CHAPTER 17

“Tell me, damn it!” Troy gritted his teeth. This prick was proving far more difficult to break than he’d anticipated. “You know something. Tell me.”

“Fuck you,” Hamid gasped. “You’ll never get anything out of me.”

Hamid was hanging upside down, suspended by his ankles, with his wrists now cuffed behind his back. The top of his head was only inches above a fifty-five-gallon drum filled with freezing water. Several strands of the terrorist’s gray hair grazed the water’s surface as he dangled above the drum. Troy ripped the blindfold from Hamid’s eyes so he could see what was coming.

“Tell me,” Troy demanded when he was certain Hamid fully grasped the imminently dire nature of his predicament. “Now!”

“I tell you nothing.”

But Hamid’s tone was not nearly as determined as it had been seconds ago. And terror suddenly filled his expression. For the first time, death was in play. Shane Maddux had taught him well, Troy realized. The crack in the armor had finally appeared. Now it was just a matter of time. But seconds always mattered. Maddux had taught him that, too. They’d been very close at one time, and despite all that had happened and Jack’s hatred of Maddux, Troy still respected the hell out of the man. Maddux had many personal faults. There could be no doubt. But there was no man more committed to the safety and security of a nation.

“Tell me!”

“No!”

Troy pressed a button on the remote he held in his left hand, lowering Hamid until his head was into the ice-cold water up to his eyebrows and he began thrashing around to stay clear of it.

As Hamid flailed about, Troy hustled to a cage that was sitting on the table between the whip and the cattle prod, reached inside to one corner, and, despite his intense trepidation, grabbed the five-foot-long snake behind the head before it could strike. Then, as the bright orange serpent wrapped its sinewy body tightly around his forearm, he headed back to where the terrorist hung.

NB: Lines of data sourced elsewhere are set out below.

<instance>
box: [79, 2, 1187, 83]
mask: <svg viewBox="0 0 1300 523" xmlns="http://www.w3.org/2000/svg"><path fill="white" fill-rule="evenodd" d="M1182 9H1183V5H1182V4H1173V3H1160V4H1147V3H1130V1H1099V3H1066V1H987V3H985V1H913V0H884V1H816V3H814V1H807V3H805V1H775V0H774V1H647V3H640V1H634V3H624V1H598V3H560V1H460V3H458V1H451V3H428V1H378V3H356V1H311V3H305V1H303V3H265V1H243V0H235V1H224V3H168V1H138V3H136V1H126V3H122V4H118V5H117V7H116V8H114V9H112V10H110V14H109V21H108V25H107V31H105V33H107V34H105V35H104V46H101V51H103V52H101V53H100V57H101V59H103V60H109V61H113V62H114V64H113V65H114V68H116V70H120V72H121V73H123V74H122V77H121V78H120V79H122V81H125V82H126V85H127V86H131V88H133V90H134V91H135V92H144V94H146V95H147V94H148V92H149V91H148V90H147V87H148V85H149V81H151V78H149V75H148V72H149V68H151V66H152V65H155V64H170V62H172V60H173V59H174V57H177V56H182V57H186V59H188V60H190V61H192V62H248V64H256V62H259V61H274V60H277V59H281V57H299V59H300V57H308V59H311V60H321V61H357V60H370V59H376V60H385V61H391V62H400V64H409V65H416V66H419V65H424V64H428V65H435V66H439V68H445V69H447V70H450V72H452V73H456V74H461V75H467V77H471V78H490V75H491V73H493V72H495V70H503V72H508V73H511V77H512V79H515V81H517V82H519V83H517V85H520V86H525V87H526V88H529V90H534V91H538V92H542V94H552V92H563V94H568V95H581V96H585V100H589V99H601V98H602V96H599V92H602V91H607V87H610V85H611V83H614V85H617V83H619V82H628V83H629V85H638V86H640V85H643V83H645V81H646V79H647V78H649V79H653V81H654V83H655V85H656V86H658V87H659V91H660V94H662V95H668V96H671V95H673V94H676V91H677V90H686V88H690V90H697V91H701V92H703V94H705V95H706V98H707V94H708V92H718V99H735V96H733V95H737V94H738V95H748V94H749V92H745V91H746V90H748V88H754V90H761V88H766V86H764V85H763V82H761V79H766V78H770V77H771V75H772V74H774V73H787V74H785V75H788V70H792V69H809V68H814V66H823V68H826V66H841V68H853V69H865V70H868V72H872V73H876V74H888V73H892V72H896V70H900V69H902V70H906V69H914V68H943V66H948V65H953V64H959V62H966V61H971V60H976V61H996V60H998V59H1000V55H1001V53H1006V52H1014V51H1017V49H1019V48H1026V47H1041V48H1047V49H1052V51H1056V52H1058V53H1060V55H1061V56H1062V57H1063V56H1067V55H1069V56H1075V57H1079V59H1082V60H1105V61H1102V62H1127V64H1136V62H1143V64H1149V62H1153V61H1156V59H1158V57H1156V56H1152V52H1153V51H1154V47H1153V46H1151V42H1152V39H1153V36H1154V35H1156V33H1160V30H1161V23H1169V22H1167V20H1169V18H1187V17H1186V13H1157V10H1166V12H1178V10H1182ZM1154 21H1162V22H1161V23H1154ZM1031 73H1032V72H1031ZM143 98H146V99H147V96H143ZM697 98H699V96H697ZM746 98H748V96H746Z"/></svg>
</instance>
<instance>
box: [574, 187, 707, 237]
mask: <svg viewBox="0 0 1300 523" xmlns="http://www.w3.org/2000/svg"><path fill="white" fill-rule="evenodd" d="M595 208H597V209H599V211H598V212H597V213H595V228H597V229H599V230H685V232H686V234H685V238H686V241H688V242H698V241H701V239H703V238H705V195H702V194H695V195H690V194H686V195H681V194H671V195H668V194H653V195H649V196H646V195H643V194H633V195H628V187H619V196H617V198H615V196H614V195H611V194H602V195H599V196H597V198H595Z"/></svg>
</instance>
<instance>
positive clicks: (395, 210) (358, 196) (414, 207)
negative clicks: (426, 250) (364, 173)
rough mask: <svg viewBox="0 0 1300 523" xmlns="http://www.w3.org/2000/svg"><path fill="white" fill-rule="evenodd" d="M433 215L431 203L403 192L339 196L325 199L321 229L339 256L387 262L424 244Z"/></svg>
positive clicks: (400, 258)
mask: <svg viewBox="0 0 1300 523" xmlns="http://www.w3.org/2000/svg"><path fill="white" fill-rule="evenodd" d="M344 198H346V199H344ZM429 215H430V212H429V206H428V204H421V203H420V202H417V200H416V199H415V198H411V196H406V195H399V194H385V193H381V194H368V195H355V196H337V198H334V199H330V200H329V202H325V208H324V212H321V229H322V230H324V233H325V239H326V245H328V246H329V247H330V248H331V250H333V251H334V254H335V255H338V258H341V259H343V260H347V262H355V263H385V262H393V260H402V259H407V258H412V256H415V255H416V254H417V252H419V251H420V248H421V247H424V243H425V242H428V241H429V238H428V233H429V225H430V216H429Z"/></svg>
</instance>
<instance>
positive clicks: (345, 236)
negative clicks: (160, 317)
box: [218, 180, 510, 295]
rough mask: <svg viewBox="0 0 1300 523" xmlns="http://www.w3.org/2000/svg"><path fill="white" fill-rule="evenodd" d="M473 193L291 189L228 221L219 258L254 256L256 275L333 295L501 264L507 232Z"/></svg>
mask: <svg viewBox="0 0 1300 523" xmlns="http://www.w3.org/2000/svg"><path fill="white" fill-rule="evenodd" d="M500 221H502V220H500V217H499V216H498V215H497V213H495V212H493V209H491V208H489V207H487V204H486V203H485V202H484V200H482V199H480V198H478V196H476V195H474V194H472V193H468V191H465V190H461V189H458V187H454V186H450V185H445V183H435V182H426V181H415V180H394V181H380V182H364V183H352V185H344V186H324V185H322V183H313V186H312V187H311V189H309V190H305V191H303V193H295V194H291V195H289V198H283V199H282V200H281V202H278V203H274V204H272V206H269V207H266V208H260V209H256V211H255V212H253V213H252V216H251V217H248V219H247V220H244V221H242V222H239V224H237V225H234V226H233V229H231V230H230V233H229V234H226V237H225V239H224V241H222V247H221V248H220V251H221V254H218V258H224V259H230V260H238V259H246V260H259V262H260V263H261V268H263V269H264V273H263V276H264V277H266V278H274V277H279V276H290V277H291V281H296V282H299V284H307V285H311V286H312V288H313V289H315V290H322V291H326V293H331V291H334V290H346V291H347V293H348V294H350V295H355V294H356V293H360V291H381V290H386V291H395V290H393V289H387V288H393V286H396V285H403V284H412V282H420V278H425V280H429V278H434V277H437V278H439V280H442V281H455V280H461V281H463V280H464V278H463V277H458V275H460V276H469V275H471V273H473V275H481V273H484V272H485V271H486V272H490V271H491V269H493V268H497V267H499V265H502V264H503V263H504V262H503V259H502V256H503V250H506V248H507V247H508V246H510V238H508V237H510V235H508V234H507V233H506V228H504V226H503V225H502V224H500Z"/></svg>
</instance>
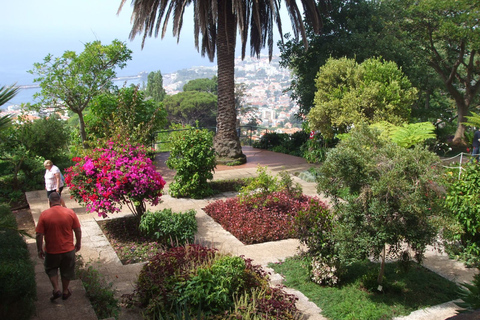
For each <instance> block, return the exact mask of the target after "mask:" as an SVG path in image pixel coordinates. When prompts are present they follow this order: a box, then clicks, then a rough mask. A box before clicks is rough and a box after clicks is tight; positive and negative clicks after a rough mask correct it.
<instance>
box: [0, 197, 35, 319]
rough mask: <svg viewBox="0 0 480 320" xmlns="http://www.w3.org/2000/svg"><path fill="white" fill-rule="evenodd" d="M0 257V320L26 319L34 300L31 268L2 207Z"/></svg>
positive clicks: (10, 214)
mask: <svg viewBox="0 0 480 320" xmlns="http://www.w3.org/2000/svg"><path fill="white" fill-rule="evenodd" d="M0 257H1V259H2V262H1V263H0V288H1V290H0V301H2V303H0V319H30V318H31V316H32V315H33V313H34V311H35V305H34V302H35V299H36V297H37V286H36V283H35V271H34V266H33V263H32V261H31V260H30V255H29V252H28V249H27V245H26V243H25V241H24V240H23V238H22V237H21V236H20V234H19V233H18V231H17V224H16V220H15V217H14V216H13V214H12V213H11V212H10V209H9V208H8V207H7V206H5V205H0Z"/></svg>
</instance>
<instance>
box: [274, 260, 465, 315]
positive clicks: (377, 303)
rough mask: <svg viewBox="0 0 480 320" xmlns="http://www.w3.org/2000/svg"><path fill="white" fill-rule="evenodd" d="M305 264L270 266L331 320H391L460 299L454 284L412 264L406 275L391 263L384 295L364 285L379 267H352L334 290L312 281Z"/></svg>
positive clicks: (421, 268)
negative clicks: (362, 319)
mask: <svg viewBox="0 0 480 320" xmlns="http://www.w3.org/2000/svg"><path fill="white" fill-rule="evenodd" d="M303 261H304V260H302V259H301V258H299V257H294V258H288V259H286V261H285V262H283V263H275V264H270V267H271V268H273V269H274V270H275V272H277V273H280V274H282V275H283V276H284V277H285V280H284V285H286V286H287V287H291V288H294V289H297V290H299V291H301V292H302V293H303V294H304V295H305V296H307V297H308V298H309V299H310V300H311V301H312V302H314V303H315V304H316V305H317V306H319V307H320V308H321V309H322V314H323V315H324V316H326V317H327V318H329V319H336V320H342V319H357V320H362V319H365V320H375V319H392V318H393V317H396V316H403V315H408V314H410V313H411V312H413V311H415V310H418V309H421V308H425V307H430V306H433V305H437V304H441V303H444V302H447V301H451V300H454V299H457V298H458V295H457V288H458V287H457V286H456V285H455V284H454V283H453V282H450V281H448V280H446V279H444V278H442V277H441V276H439V275H437V274H436V273H434V272H431V271H429V270H427V269H425V268H423V267H421V266H420V265H418V264H416V263H413V262H411V263H410V268H409V271H408V272H406V273H405V272H403V271H401V270H400V268H399V265H398V264H397V263H388V264H387V265H386V268H385V279H386V280H385V281H384V293H371V292H370V291H368V290H366V289H365V288H364V287H363V286H362V276H363V275H370V277H368V278H370V279H372V278H373V279H376V275H377V274H378V271H379V265H378V264H375V263H371V262H363V263H357V264H354V265H352V266H351V267H350V268H349V269H348V270H347V271H346V274H345V275H344V276H343V277H342V282H341V286H340V287H338V288H334V287H322V286H320V285H317V284H316V283H314V282H312V281H311V280H310V279H309V274H308V270H307V268H306V266H305V263H304V262H303Z"/></svg>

Troy pressed another button on the remote to lift Hamid. As soon as Hamid was clear of the water’s surface, Troy held the reptile out so its head and flickering tongue were inches from the terrorist’s face. It was a harmless corn snake, but Hamid had no idea, and he began screaming like a newborn baby. Still, he wouldn’t give away his secrets.

Troy lowered Hamid back into the water, this time below his shoulders so he couldn’t lift himself up enough to breathe. Troy counted to twenty before he raised Hamid’s head out of the water, then pressed the snake’s head to the terrorist’s mouth. The snake bit down hard on Hamid’s upper lip, and the short, squat man screamed even as he coughed, snorted water out of his nose, and fought desperately to breathe.

“I tell you, I tell you!” he shouted desperately. “I tell you everything.”

Troy pulled the snake from Hamid’s lip and lowered the terrorist back into the barrel of water one more time just for good measure. To make certain he spilled everything there was to spill with no further delay.

He nodded to himself as Hamid’s mouth broke the surface with another push of the button. The prick was already spilling his guts, already in mid-sentence babbling details about the plot and where it would take place.

Oh, yes, Shane Maddux had taught him very well.

* * *

Shannon raced through the darkness and the field of wispy, knee-high grass. She had no idea where she was. The ride in the van earlier tonight had seemed to last forever from beneath her blindfold, and the horizon was dark in every direction. The farmhouse was two hundred yards behind her and getting farther away fast — as fast as she could sprint. But she had no idea where she was going. She knew only that she was putting as much distance between herself and the house as fast as she could.

She’d flexed her wrists as tightly as she could earlier, while the man was binding her to the chair with the rope. That had enabled her to free herself when he’d finally left her alone. When she’d relaxed her wrists, there had been a tiny bit of play in the bonds, and that had been enough. She’d quickly freed herself and then found her way out of the dark house through a small basement window at the top of the cement wall.

Dogs began barking wildly back in the direction of the farmhouse as she stopped for an instant and leaned over with her hands on her knees to try and get her breath.

Fear rushed through her body like it never had when she realized that the dogs were coming for her. They were the hunters — and she was their prey.

She headed for the edge of the woods, but the dogs were too fast. She could hear them panting as they closed in, and she screamed an instant before the lead hound sprang into the air and knocked her down into the wispy grass. She’d been so close.

They wouldn’t make the same mistake this time — if they decided to let her live.